Cheer Up’s biggest twist is that it’s barely even about cheerleading: instead, it is a quiet, meditative documentary, offering a deeply personal, sometimes heartbreaking look into the lives of three women struggling with tragic pasts and uncertain futures. Patricia is struggling to find her place in her changing family dynamic; Aino is straining to keep up with her rock-band friends; Miia is taking chances to find love and maintain her professional life, and as these three women fight for some control over their lives, their cheerleading family is their only constant. Garland takes you on an emotional rollercoaster as Aino, Patricia, Miia, and their whole team fail and come out on top, but through it all she reminds us that the people around us are not only also fighting their own battles, but understand our pain and are here to help.
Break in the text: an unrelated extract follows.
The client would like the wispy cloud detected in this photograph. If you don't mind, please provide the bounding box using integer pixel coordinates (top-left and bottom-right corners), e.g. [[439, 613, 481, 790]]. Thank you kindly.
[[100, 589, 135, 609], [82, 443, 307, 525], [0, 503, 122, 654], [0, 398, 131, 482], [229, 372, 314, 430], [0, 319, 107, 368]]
Full of stunning arctic visuals and silent pauses full of meaning, Garland is a master of less is more, taking a story which could’ve easily offered loud, dance-filled distractions, but only uses them sparingly, choosing instead to focus on the women and their lives. Even the cheerleading routines that we do see are gorgeously symbolic: close-ups on elated faces, triumphant flips have been painstakingly practiced, reminding us of the journey that these girls have taken to get to this moment. Cheer Up is a poignant reminder of the twists that life can take, and a quiet encouragement that you can always get back to the top of the pyramid.